Gli accertamenti di rito sulla sua condotta morale e penale danno esito positivo. Il parroco pro tempore di Mosorrofa, Filippo Sorgonà, in una lettera alla Curia ne attesta infatti l’idoneità, mentre il cancelliere della Giudicatura di Pace del Circondario di S. Agata “avendo perquisito i registri delle cause correzionali e delitti criminali”, non trova in quelli annotato il sig. Antonino Iero né il medesimo “è stato mai querelato di semplice polizia”.
E poiché quando un figlio esprimeva il desiderio di volersi fare prete, i genitori dovevano fornirgli il cosiddetto “sacro patrimonio” per provvedere coi redditi da esso derivanti al suo sostentamento, la famiglia chiama un pubblico agrimensore, il quale, recatosi in un fondo sito in contrada Tracali, limitante per borea, scirocco e montagna con i beni di Francesco Russo “apprezza” una terra seminatoria di quattronate sei, con dei fichi, nove carichi di gelsi neri, roveri ed altri alberi di frutto, 12 piedi “olivari grandi” che “donano di frutto dieci macine” e 40 piedi di “olivarelle davanzo”. Il tutto viene valutato per 862 ducati. Di tale somma, Demetrio Iero decide di assegnarne 500 a titolo di “sacro patrimonio” al figlio Antonino il quale come già detto “desidera ascendere allo stato ecclesiastico”. I beni erano per il diritto canonico, inalienabili e insequestrabili e alla morte del sacerdote sarebbero comunque ritornati nella disponibilità della famiglia. Essendo che il nonno paterno del futuro sacerdote, il notaio Antonino, aveva lasciato in eredità diversi possedimenti nel territorio mosorrofano non crea in ogni caso disagi di natura economica.

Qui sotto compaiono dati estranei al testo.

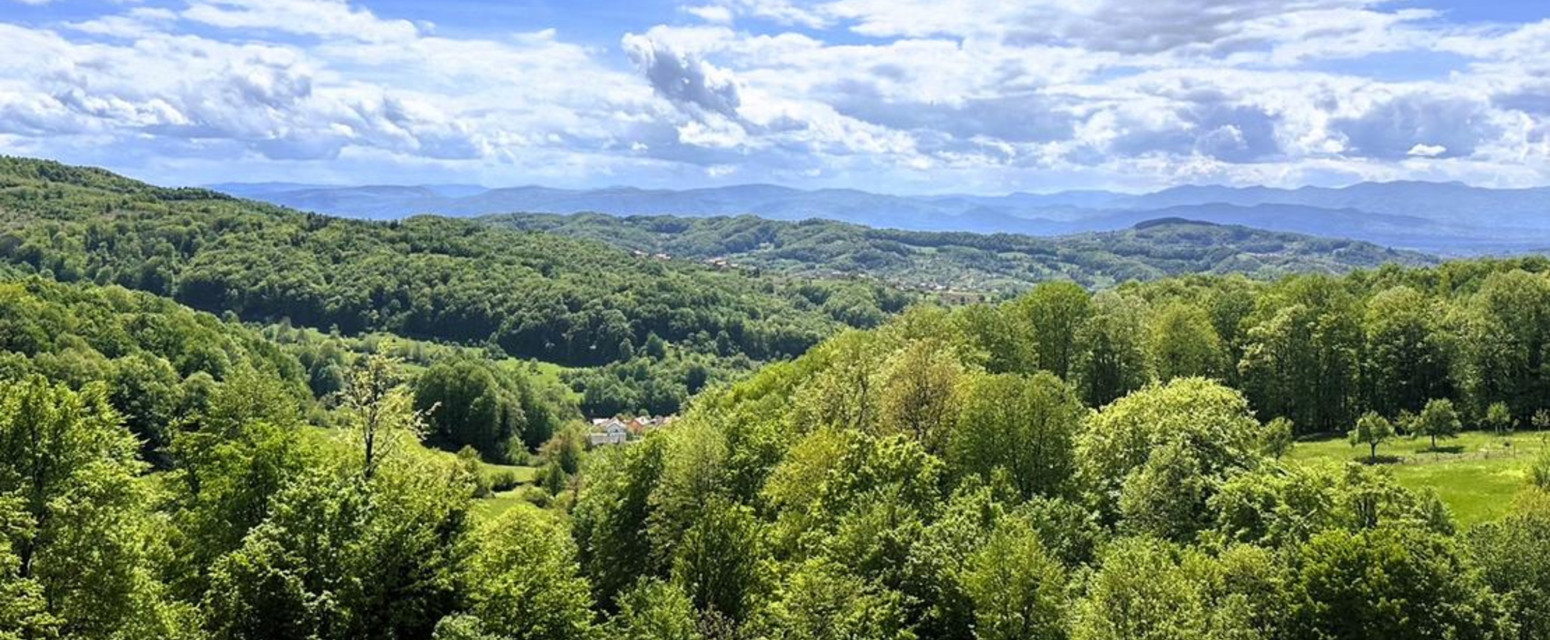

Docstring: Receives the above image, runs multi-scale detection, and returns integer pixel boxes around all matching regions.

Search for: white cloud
[0,0,1550,191]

Nel frattempo Francesco Mazza professore di “grammatica superiore” presso il Real Liceo di Reggio inaugurato appena qualche anno prima, sottoscrive che il clerico Antonino Iero ha frequentato con profitto la sua cattedra, mentre sotto la guida dell’abate Giuseppe Moschella ha studiato lingua latina e teologia morale. La strada è aperta per bruciare in fretta tutte le tappe. Per la prossima ordinazione di Pentecoste, il Iero può quindi ascendere agli ultimi due ordini minori, ovvero il lettorato e l’accolitato, ministeri essenziali per accedere a quelli successivi più ”impegnativi”.
Nel settembre del 1817, dopo il suddiaconato e il diaconato, gli ordini sacri maggiori, “stante la grandissima necessità” della parrocchia di Mosorrofa, “ove in un paese di circa novecento anime non vi sono altri che il parroco ed un altro sacerdote” chiede essere ammesso all’ordine presbiteriale, ovvero all’ordinazione sacerdotale. Può così essere insignito della facoltà di presiedere le cerimonie religiose, guidare una comunità, predicare, impartire i Sacramenti, svolgere insomma tutti i compiti pastorali, ed eventualmente presiedere una parrocchia come parroco.
Il fatto che abbia richiesto di svolgere la sua attività nel paese d’origine può essere motivato col fatto che il titolare della parrocchia, il Rev. Filippo Sorgonà, ormai avanti con gli anni, abbia avuto la necessità di avere un valido aiuto ed essere sostituito in caso di necessità.
Non sappiamo se nel corso della sua vita Antonino Iero abbia avuto o meno una parrocchia. Il suo nome riappare solo a distanza di tantissimo tempo in un documento del maggio 1854. Quanto basta per capire che, come suo nonno, il quale esercitava la professione notarile in paese, questo sacerdote rimase probabilmente per lungo tempo un punto di riferimento importante per la comunità mosorrofana.